In generale le paludi non rappresentano di per se un habitat ideale per i rettili a causa dell’elevata umidità, temperature mediamente più rigide in inverno e scarsità di siti di termoregolazione.
Ciò nonostante la Palude Brabbia ospita comunque alcune specie che trovano invece proprio nelle zone umide un ambiente idoneo.
Tra queste spicca la presenza della Lucertola vivipara (Zootoca vivipara), “relitto” del periodo glaciale che in Riserva trova una delle pochissime stazioni italiane di pianura. E’ uno dei rettili terrestri con l’areale più vasto al mondo, essendo presente dalla Spagna, fino al Giappone.
Contrariamente a gran parte dei rettili predilige habitat freschi ed umidi, ragione che in Italia colloca
la Lucertola vivipara sulle Alpi (fino ad oltre 2.500 m di quota), e che la spinge altrove a varcare il Circolo polare artico. La rigidità climatica dell’ambiente in cui vive ha portato la specie a sviluppare una modalità riproduttiva ovovivipara (non depone cioè le uova, ma partorisce piccoli già formati), da cui il nome. La popolazione residente in Palude Brabbia appartiene ad una sottospecie, di recente scoperta, che invece depone le uova!

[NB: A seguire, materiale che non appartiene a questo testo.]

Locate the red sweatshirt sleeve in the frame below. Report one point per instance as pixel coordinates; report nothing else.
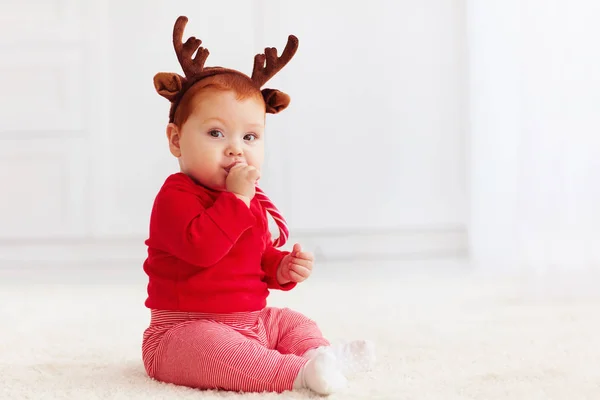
(199, 236)
(270, 263)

Tra i sauri da segnalare la presenza dell’Orbettino (Anguis fragilis), timido rettile privo di zampe difficile da osservare per la sua abitudine a nascondersi nella lettiera e nei tronchi marcescenti, del Ramarro occidentale (Lacerta bilineata), abitante dei boschi, e della comune Lucertola muraiola (Podarcis muralis).

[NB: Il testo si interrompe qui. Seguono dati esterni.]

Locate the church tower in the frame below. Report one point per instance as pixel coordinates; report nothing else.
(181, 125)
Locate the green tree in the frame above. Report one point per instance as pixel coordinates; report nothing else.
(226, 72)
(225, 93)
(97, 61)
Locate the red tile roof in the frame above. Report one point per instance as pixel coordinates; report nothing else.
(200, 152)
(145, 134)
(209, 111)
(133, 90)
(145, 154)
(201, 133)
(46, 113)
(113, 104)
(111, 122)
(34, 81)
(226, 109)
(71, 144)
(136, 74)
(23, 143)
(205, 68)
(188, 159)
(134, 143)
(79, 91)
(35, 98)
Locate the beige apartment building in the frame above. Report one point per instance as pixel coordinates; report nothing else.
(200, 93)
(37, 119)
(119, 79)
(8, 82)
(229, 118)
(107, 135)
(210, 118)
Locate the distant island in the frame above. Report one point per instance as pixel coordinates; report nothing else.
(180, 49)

Tra i serpenti sono invece le natrici, colubri dalle spiccate abitudini acquatiche, le più assidue frequentatrici della Riserva. La Natrice dal collare (Natrix natrix) è sicuramente la più comune: i giovani trascorrono gran parte del tempo in pozze e stagni, dove nuotano abilmente cacciando piccoli anfibi ed avannotti, mentre gli adulti tendono progressivamente ad affrancarsi dall’acqua frequentando anche ambienti boschivi, prati e zone rocciose. Il nome della specie deriva dalla caratteristica colorazione gialla e nera ben evidente dietro alla testa, più marcata nei giovani. Più spiccatamente acquatica è la Natrice tassellata (Natrix tessellata), tuttavia rara in Palude Brabbia. Come la sua “cugina” dal collare, può all’occorrenza fingersi morta per dissuadere un potenziale predatore, comportamento noto come “tanatosi”.
Comune è il Biacco (Hierophis viridiflavus), grosso e rapido serpente noto localmente col nome di “milorda” o “bilorda”. Nero, spesso screziato di bianco, il Biacco predilige luoghi assolati ed aridi, essendo pur tuttavia rinvenibile in una grande varietà di ambienti, anche antropizzati, come campi, parchi, e margini delle strade. Meno frequente in Riserva è il Saettone comune (Zamenis longissimus), chiamato anche Serpente d’Esculapio, poiché anticamente ritenuto rappresentazione del dio della medicina; in Lombardia è invece noto come “ratéra” per la sua dieta a base di piccoli roditori. Raro il Colubro liscio (Coronella austriaca), specie più termofila.